Wednesday, January 21, 2009

Cosmic holography





Whitley Strieber remarks on the implications of recent evidence suggesting our universe might be a giant hologram:

Hogan says that there "could still be a mundane source of the noise," and until all possible sources are ruled out, we cannot be certain that we are detecting the grains that make up a hologram that comprises reality.

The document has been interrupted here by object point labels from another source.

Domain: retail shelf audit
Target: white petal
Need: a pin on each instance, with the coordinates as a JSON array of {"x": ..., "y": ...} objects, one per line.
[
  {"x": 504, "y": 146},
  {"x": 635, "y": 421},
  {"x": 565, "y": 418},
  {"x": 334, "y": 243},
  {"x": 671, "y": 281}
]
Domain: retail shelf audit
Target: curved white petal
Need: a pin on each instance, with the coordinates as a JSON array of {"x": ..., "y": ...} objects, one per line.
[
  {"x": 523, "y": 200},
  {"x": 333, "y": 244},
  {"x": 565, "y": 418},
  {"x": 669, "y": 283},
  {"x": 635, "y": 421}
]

However, if that's true, it might explain a lot to those of us who have found ourselves living at the indeterminate edge of experience. The reason is that the very graininess of reality may be drawn into consciousness in the form of perceptions that reflect reality in unique ways. And the issue of how individual 'grains' of the holographic universe may relate to the whole will need to be addressed by physics, and it is possible that the attempt to do so itself will affect our place in, and perception of, reality in ways that we can scarcely now imagine.

3 comments:

Anonymous said...

In one of life's small coincidences, I've been reading Vallee's "Dimensions". Earlier today I'd stopped reading after completing the following passage:

"If it were possible to make three-dimensional holograms with mass, and to project them through time, I would say this is what the farmer saw. And with that theory we would explain many of the apparitions."

And to further the coincidence, the paperback copy I'm reading has a foreword by Whitley Strieber.

I've long suspected that the UFO/abduction phenomenon (and other anomalies) probably has something to do with someone, or something, that has been able to 'hack' the fabric of existence itself. Nice to see that we could be one step closer to discovering the mechanism behind all this stuff.

Anonymous said...

I just don't know what to make of Hogan's findings. It's frustratingly tantilizing but still far too vague to make any kind of educated guess.

Maybe they are misinterpreting the "noise" entirely. Perhaps nature chose a holographic matrix simply because its the best way to store huge volumes of data? Maybe we are indeed a simulation?

It wouldn't necessarily shock me to find out that we were simulations but I have to wonder what implications that would have. Sadly I think the answer would be that nothing would really change at all. We still pay bills, we still need food to live. Simulations we might be but to survive in the construct we have to obey the rules of the system. The depressing part is contemplation regarding what constitutes "real life" and what kind of meaning we ultimately have in a simulation.

If I spin the fantastic, I like to imagine that this "simulation" is in fact a training program designed to put our logic through its paces. Upon death our individual experience data is dumped into a functional body in the supposed "real world". Earth is just a training ground where inferior programs are kept locked in the system while others evolve beyond it.

Might explain why ET hasn't come knocking yet ;)

-Denny

Chris said...

Even if I'm living in a giant simulation, I still have laundry to do today. On the other hand, I don't see why we can't eventually learn to reprogram the simulation so that the distance between Earth and Alpha Centauri can be made to equal 1 nanometer. Maybe that's the point: run the simulation and see if someone "inside" eventually starts messing with the parameters.